Rajesh Jejurikar, president of Mahindra & Mahindra's farm equipment division, is considering a return to the Chinese market, but rules out a joint venture. (Photo by Akira Hayakawa)

During the financial year that ended in March, the farm equipment segment logged record domestic sales of 302,082 tractors under the Mahindra and Swaraj brands, an increase of 21.5%. The company achieved its highest-ever market share of 42.9% and maintained its leadership in the domestic tractor market for the 35th consecutive year, according to Mahindra & Mahindra's annual report.

The export of 15,499 tractors also ranked as the company's best ever. The company also opened two new production units in Brazil and Mexico.

Another plan involves using strength in one country to build and export products to another.

"The idea is to connect the technology products to markets," Jejurikar said. "So if Sampo has harvesters, then in which of the markets can we create a new market for Sampo? So can Sampo harvesters go to Turkey and Brazil?" he added, referring to Sampo Rosenlew, a Finnish farm equipment maker in which Mahindra took a 35% stake in 2016.

The Indian company, which mostly operates through joint ventures and partnerships such as this one,  looks to re-enter China on its own. Mahindra exited a joint venture last year with local tractor maker Yueda Yancheng in which it held a 51% stake.

"We are looking at the feasibility of getting back in, but we want to get in on our own and not through a joint venture. We were in tractors -- now we are looking at farm machinery," Jerurikar said.

China's tractor market depends highly on subsidies and boasts strong local players, he said.

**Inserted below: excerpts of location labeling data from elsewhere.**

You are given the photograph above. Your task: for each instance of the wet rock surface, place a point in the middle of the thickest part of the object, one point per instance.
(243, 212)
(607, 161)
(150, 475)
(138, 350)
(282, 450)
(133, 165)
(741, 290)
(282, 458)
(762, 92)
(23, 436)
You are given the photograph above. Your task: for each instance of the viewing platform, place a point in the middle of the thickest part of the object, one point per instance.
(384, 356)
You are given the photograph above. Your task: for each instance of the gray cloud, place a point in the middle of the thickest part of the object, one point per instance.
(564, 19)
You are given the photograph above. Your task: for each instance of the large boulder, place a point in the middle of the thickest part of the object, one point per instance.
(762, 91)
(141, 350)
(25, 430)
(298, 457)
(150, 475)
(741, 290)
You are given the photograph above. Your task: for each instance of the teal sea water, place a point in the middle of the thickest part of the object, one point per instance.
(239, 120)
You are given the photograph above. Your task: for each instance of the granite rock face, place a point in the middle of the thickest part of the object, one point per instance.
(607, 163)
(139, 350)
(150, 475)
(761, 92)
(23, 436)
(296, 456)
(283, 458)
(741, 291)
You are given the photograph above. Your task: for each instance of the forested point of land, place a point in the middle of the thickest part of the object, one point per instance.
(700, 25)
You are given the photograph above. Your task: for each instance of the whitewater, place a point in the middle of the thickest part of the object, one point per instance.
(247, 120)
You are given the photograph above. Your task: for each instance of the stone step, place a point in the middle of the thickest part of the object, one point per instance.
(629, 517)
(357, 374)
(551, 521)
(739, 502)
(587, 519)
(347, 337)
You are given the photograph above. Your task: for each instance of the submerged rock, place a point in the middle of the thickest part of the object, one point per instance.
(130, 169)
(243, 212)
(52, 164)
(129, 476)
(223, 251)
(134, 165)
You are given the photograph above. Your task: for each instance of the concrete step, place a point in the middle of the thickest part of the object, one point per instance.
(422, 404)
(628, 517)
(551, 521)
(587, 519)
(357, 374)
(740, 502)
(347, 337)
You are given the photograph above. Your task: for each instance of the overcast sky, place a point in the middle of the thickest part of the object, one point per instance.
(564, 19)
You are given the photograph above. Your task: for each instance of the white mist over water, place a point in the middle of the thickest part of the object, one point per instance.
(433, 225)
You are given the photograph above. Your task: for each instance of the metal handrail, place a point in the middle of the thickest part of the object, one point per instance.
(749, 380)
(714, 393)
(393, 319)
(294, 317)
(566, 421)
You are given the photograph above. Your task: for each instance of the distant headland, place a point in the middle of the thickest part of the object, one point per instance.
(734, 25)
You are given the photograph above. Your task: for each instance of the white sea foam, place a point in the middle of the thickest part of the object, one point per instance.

"And it's not easy to navigate through that and create a very clear value-added proposition," the executive said. "Local players there are very strong and compete with the right product."

Jerurikar, who says he is impressed by the level of agricultural mechanization in China, gave no timeline for a re-entry, and he assured that the company would not enter China unless it saw enough value.

The farm division's vision fits with the $17 billion Mahindra Group's goal of becoming one of the 50 most-admired global brands by 2021. The international push also comes as the group faces tough competition in the sport utility vehicle segment in India from foreign and domestic players. The company's utility vehicle market share stood at 25.4% for the year ended in March, down from 29.2% the previous year. But the domestic farm equipment segment continues to perform well.